Cosa la induce a fare teatro civile e di narrazione?
«Diciamo che tutte le cose che porto a teatro sono argomenti, tematiche che sento necessarie, lotte democratiche fatte non con le armi ma con la ragione e la passione. Lo spettacolo è la denuncia di una situazione aberrante. Lo Stato italiano e i Savoia hanno dimenticato il cranio e il cervello di una persona in bacheca, persona che voleva la libertà, la Repubblica, la dignità dei lavoratori: battaglie non per sé ma per gli altri».
Come considera l’Anarchia?
«Le richieste degli anarchici sono sempre risultate molto serie, a favore dei diritti civili dei lavoratori, a favore della povera gente.
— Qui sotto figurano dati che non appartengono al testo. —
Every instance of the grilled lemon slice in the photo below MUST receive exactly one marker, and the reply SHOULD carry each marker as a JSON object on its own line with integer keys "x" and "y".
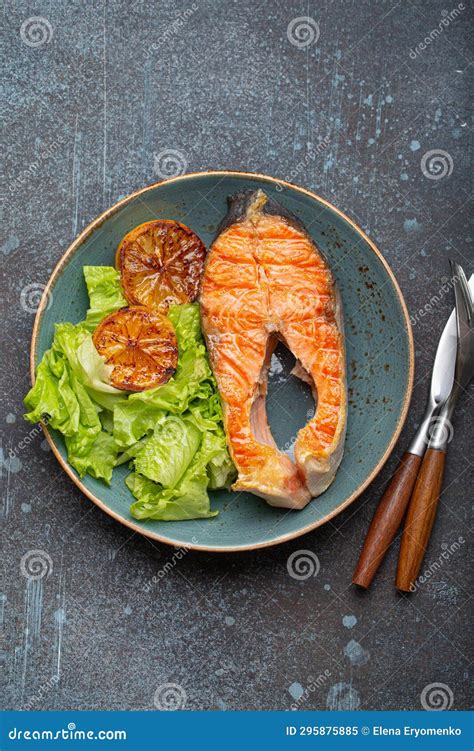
{"x": 140, "y": 345}
{"x": 161, "y": 263}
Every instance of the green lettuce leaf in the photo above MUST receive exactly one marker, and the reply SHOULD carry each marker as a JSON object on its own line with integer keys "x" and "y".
{"x": 189, "y": 500}
{"x": 96, "y": 459}
{"x": 172, "y": 435}
{"x": 169, "y": 452}
{"x": 105, "y": 293}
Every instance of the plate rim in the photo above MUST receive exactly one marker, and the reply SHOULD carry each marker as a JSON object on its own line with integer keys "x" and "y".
{"x": 97, "y": 222}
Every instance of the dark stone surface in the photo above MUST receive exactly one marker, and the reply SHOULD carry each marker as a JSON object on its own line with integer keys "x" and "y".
{"x": 87, "y": 113}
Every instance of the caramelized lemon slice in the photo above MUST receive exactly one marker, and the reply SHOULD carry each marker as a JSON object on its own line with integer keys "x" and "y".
{"x": 161, "y": 263}
{"x": 140, "y": 345}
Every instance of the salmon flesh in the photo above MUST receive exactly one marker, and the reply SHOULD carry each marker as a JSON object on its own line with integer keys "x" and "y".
{"x": 265, "y": 281}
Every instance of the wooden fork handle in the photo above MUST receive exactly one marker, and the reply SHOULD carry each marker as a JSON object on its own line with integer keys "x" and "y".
{"x": 420, "y": 517}
{"x": 387, "y": 519}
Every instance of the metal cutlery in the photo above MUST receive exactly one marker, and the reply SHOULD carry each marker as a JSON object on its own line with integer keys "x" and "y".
{"x": 420, "y": 472}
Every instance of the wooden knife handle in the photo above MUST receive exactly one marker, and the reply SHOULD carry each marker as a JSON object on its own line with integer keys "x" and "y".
{"x": 420, "y": 518}
{"x": 387, "y": 519}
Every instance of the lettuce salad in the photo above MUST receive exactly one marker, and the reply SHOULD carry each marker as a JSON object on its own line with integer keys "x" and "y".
{"x": 171, "y": 436}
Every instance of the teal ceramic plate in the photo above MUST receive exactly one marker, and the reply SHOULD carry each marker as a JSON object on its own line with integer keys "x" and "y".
{"x": 378, "y": 341}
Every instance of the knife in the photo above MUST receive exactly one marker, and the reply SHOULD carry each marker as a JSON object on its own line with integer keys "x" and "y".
{"x": 391, "y": 509}
{"x": 424, "y": 501}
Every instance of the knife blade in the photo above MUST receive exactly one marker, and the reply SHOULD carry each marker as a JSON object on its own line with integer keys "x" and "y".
{"x": 391, "y": 509}
{"x": 442, "y": 378}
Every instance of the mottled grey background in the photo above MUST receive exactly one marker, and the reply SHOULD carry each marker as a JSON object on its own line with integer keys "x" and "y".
{"x": 90, "y": 102}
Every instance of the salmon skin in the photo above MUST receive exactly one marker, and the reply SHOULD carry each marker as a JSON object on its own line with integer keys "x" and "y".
{"x": 264, "y": 281}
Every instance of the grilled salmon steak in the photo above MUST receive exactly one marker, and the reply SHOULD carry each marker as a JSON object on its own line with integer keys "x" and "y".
{"x": 264, "y": 281}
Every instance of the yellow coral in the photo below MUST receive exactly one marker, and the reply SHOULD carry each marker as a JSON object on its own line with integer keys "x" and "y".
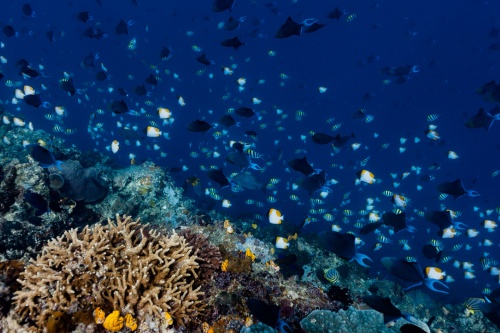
{"x": 273, "y": 265}
{"x": 206, "y": 328}
{"x": 134, "y": 267}
{"x": 250, "y": 254}
{"x": 248, "y": 322}
{"x": 168, "y": 318}
{"x": 99, "y": 316}
{"x": 130, "y": 322}
{"x": 224, "y": 265}
{"x": 113, "y": 322}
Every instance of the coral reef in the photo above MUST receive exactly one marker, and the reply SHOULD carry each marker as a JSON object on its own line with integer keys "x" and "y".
{"x": 349, "y": 321}
{"x": 80, "y": 184}
{"x": 8, "y": 190}
{"x": 122, "y": 266}
{"x": 258, "y": 328}
{"x": 9, "y": 273}
{"x": 208, "y": 256}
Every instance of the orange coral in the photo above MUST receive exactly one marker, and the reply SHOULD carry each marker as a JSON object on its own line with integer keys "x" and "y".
{"x": 113, "y": 322}
{"x": 168, "y": 318}
{"x": 99, "y": 316}
{"x": 250, "y": 254}
{"x": 224, "y": 265}
{"x": 130, "y": 322}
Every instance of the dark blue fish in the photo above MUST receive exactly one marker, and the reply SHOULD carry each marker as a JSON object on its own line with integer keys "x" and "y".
{"x": 443, "y": 220}
{"x": 234, "y": 42}
{"x": 314, "y": 182}
{"x": 36, "y": 201}
{"x": 483, "y": 119}
{"x": 490, "y": 92}
{"x": 43, "y": 156}
{"x": 268, "y": 314}
{"x": 301, "y": 165}
{"x": 322, "y": 138}
{"x": 410, "y": 272}
{"x": 288, "y": 29}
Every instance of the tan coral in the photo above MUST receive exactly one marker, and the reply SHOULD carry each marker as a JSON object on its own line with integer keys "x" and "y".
{"x": 123, "y": 265}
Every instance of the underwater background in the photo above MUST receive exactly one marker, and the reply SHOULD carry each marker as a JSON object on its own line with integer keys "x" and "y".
{"x": 402, "y": 83}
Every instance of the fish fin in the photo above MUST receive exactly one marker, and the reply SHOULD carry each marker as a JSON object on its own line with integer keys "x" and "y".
{"x": 412, "y": 286}
{"x": 472, "y": 193}
{"x": 430, "y": 284}
{"x": 459, "y": 225}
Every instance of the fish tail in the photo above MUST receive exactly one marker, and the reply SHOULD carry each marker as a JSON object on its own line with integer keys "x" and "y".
{"x": 359, "y": 257}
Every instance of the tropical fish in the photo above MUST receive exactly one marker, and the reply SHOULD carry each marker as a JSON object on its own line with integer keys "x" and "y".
{"x": 234, "y": 42}
{"x": 410, "y": 272}
{"x": 275, "y": 216}
{"x": 43, "y": 156}
{"x": 456, "y": 189}
{"x": 483, "y": 119}
{"x": 288, "y": 29}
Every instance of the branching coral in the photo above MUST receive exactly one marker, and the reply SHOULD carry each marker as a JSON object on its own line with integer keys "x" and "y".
{"x": 209, "y": 256}
{"x": 122, "y": 266}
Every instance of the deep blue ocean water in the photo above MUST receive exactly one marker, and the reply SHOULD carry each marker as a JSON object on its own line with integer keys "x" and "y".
{"x": 449, "y": 41}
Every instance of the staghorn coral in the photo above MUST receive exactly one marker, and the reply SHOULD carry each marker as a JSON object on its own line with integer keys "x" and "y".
{"x": 209, "y": 256}
{"x": 122, "y": 266}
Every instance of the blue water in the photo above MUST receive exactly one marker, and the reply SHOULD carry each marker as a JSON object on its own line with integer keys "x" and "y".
{"x": 448, "y": 41}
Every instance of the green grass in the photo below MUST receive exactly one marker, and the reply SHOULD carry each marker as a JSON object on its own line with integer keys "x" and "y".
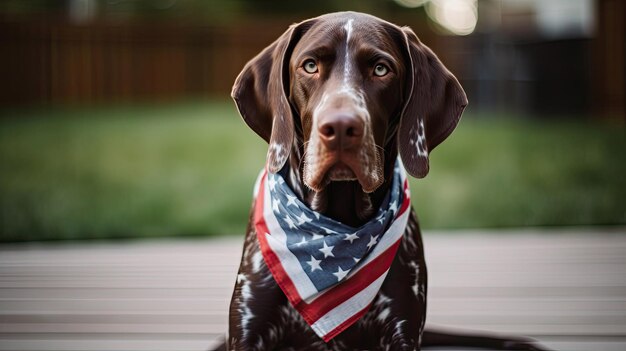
{"x": 188, "y": 169}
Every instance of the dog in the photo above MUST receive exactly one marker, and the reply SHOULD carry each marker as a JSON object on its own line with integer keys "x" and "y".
{"x": 341, "y": 98}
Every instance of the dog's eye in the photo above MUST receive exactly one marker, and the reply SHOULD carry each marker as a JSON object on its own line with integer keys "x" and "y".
{"x": 310, "y": 66}
{"x": 380, "y": 70}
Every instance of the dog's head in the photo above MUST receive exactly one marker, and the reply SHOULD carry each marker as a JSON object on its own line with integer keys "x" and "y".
{"x": 349, "y": 89}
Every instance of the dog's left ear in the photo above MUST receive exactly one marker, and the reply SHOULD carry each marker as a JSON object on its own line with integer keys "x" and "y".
{"x": 434, "y": 102}
{"x": 260, "y": 95}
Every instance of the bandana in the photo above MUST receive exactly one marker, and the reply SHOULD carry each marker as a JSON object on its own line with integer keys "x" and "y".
{"x": 330, "y": 272}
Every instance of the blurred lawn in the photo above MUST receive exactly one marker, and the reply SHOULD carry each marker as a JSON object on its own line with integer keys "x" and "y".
{"x": 188, "y": 169}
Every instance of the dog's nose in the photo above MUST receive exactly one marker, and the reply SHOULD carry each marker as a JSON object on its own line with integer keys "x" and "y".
{"x": 341, "y": 131}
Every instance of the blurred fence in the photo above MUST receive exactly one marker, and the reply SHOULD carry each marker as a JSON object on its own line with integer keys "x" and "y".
{"x": 515, "y": 69}
{"x": 46, "y": 61}
{"x": 58, "y": 61}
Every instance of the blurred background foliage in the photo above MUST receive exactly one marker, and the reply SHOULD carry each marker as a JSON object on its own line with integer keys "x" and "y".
{"x": 115, "y": 120}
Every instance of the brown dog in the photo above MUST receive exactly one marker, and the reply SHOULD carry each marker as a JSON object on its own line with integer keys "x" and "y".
{"x": 338, "y": 98}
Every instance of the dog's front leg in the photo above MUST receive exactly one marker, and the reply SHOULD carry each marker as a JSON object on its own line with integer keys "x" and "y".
{"x": 253, "y": 312}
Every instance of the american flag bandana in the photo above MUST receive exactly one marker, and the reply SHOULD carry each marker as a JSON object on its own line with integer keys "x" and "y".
{"x": 330, "y": 272}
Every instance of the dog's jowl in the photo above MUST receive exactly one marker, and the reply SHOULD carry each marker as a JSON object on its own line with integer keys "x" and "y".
{"x": 350, "y": 105}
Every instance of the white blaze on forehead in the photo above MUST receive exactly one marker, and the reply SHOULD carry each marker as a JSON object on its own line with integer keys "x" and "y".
{"x": 346, "y": 64}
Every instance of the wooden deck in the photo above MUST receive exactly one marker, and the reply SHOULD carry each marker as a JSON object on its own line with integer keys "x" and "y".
{"x": 566, "y": 288}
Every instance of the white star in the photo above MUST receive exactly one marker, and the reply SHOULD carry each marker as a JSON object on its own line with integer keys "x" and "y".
{"x": 393, "y": 206}
{"x": 317, "y": 236}
{"x": 373, "y": 241}
{"x": 328, "y": 231}
{"x": 381, "y": 218}
{"x": 351, "y": 237}
{"x": 327, "y": 250}
{"x": 315, "y": 264}
{"x": 290, "y": 222}
{"x": 291, "y": 200}
{"x": 275, "y": 205}
{"x": 272, "y": 183}
{"x": 303, "y": 218}
{"x": 340, "y": 274}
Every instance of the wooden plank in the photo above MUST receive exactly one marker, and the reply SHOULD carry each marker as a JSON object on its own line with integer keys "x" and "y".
{"x": 567, "y": 289}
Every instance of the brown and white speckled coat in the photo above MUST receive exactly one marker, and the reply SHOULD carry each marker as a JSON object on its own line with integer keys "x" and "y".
{"x": 338, "y": 98}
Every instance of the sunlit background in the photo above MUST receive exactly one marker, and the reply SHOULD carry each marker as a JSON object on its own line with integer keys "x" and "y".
{"x": 115, "y": 119}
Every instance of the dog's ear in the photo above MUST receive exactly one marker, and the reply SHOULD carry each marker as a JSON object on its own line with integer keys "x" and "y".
{"x": 434, "y": 101}
{"x": 260, "y": 95}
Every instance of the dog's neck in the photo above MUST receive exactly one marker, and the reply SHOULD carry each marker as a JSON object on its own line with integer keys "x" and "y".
{"x": 343, "y": 201}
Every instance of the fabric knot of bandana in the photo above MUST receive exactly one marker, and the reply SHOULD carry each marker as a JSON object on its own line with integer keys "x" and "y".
{"x": 330, "y": 272}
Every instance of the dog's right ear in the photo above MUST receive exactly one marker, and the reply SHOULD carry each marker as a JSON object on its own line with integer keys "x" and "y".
{"x": 260, "y": 95}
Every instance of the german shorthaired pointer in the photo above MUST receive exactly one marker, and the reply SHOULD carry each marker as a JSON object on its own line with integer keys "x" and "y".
{"x": 340, "y": 99}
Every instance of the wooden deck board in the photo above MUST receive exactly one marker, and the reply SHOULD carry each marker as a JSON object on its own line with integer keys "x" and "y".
{"x": 566, "y": 288}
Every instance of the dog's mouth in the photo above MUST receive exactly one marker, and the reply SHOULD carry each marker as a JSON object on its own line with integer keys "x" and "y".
{"x": 337, "y": 167}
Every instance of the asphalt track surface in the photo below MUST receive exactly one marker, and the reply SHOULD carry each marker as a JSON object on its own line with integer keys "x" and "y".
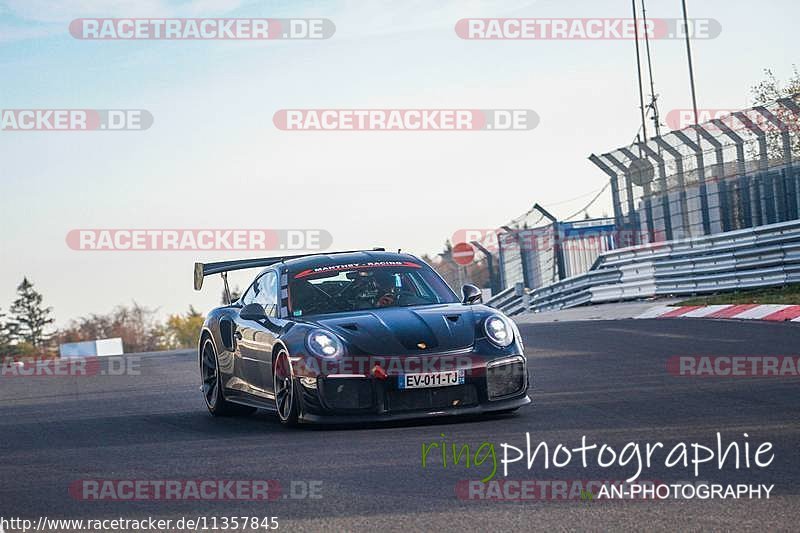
{"x": 605, "y": 380}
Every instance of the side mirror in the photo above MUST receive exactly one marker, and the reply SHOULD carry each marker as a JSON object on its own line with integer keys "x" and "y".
{"x": 253, "y": 312}
{"x": 470, "y": 294}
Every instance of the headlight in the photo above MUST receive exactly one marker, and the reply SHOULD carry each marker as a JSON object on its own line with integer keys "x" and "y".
{"x": 324, "y": 343}
{"x": 499, "y": 330}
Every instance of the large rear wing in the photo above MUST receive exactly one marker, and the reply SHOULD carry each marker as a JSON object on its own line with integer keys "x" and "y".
{"x": 201, "y": 270}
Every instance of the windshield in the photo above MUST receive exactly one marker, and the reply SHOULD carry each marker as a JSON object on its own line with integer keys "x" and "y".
{"x": 359, "y": 286}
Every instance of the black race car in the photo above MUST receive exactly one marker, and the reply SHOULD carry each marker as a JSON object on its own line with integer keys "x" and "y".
{"x": 356, "y": 336}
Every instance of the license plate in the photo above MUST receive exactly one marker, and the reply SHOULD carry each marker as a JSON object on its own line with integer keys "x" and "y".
{"x": 431, "y": 379}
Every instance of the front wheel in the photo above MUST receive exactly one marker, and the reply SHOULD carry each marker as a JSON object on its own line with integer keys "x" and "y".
{"x": 212, "y": 385}
{"x": 287, "y": 402}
L’uso delle armi oggi è riprovevole sotto tutti i punti di vista… Non voglio passare per un terrorista, il problema non è tanto se le istanze dell’Anarchia siano giuste o no. Il tema dello spettacolo sono i diritti umani. Questa persona non solo ha passato le pene dell’inferno in vita, ma anche dopo la morte ha subìto uno scempio. Lo spettacolo nasce dal profondo desiderio di restituire dignità a quest’uomo, toglierlo dal museo e rivalutare la sua figura. Non è un criminale: uno, perché non ha ammazzato nessuno; due, perché aveva degli ideali che appartengono alla politica di quegli anni. A Agesilao Milano, l’attentatore di Ferdinando IV di Borbone, sono state dedicate le statue nelle piazze... Monarchia oscurantista era l’una e monarchia oscurantista era l’altra».